Cloud SQL is an essential component for managing and scaling databases in Google Cloud, and cost optimization is crucial when using it efficiently. Here are some best practices to help you reduce Cloud SQL costs and optimize resource usage:
- Idle Instances: Idle resources are one of the main reasons for wasted cloud spending. Cloud SQL's Active Assist feature detects idle instances and provides recommendations and insights on how to reduce costs. You can use Cloud Scheduler jobs to trigger Cloud Functions that will start and stop instances automatically, saving up to 75% of the cost to run an instance per week compared to continuous usage.
- Overprovisioned Instances: Developers sometimes provision unnecessarily large instances, leading to unnecessary spending. Active Assist detects instances that are unnecessarily large for a given workload and provides recommendations for resizing. It uses machine learning and Google's Cloud SQL telemetry data to identify instances with low peak utilization, ensuring they can still handle peak workloads after being resized.

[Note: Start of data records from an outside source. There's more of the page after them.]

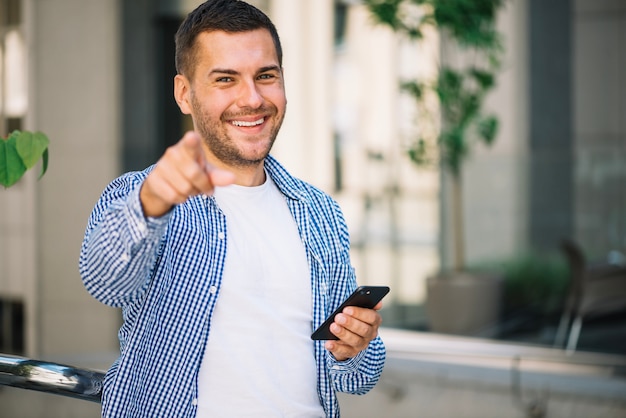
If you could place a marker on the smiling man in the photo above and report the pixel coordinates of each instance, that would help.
(222, 262)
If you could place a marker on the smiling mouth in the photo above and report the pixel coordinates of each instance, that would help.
(245, 124)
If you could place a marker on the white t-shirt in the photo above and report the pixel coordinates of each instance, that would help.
(259, 360)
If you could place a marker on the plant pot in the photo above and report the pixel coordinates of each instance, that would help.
(464, 303)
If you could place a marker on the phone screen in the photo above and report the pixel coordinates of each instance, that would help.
(363, 297)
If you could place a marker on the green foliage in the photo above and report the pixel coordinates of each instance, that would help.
(461, 91)
(19, 152)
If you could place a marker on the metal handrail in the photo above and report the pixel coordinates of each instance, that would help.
(58, 379)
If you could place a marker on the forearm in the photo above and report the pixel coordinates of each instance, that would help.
(120, 247)
(359, 374)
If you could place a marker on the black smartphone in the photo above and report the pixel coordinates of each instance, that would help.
(363, 297)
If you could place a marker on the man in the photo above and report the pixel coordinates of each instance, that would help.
(222, 262)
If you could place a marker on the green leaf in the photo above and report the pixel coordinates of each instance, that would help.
(44, 164)
(11, 166)
(487, 129)
(31, 147)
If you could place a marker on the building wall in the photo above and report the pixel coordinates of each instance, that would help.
(75, 84)
(599, 106)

- Network Egress: Charges for network egress can occur even when both the function and the Cloud SQL instance are in the same region. To avoid these charges, add a private IP address for the SQL instance, a Serverless VPC Connector, and change the database connection code to use the private IP address explicitly.
- Long-term Commitments: Leverage commit use discounts for predictable workloads on a one-year or three-year basis to achieve significant cost savings. You can save 25% on on-demand pricing for a one-year commitment and 52% for a three-year commitment.
- Logs Expiration and Retention: Control the retention period of logs by setting the expiration time. If you need to maintain logs for an extended period due to data governance or regulatory requirements, set a longer retention time or export logs to cheaper long-term storage options such as Google Cloud Storage.
- Use Labels & Tags to Group Instances: Assigning labels & Tags to your instances can help you group them based on specific attributes, such as project, environment, or application. This allows you to filter instances by labels & tags, reducing the number of instances processed and ultimately reducing costs.
- Disable Log Exports for Non-Essential Logs: Ensure that you only export logs essential for your use case if you have enabled log exports to destinations such as BigQuery or Pub/Sub. Exporting non-essential logs increases costs without providing significant value.
- Use Log Views: Log Views allow you to create a customized view of your logs, displaying only the log entries that meet specific criteria. This can help reduce logging costs by filtering out unnecessary logs.
Remember that cost optimization is an ongoing process, and you should continually monitor and adjust your usage to ensure that you are getting the most value for your investment in Cloud SQL.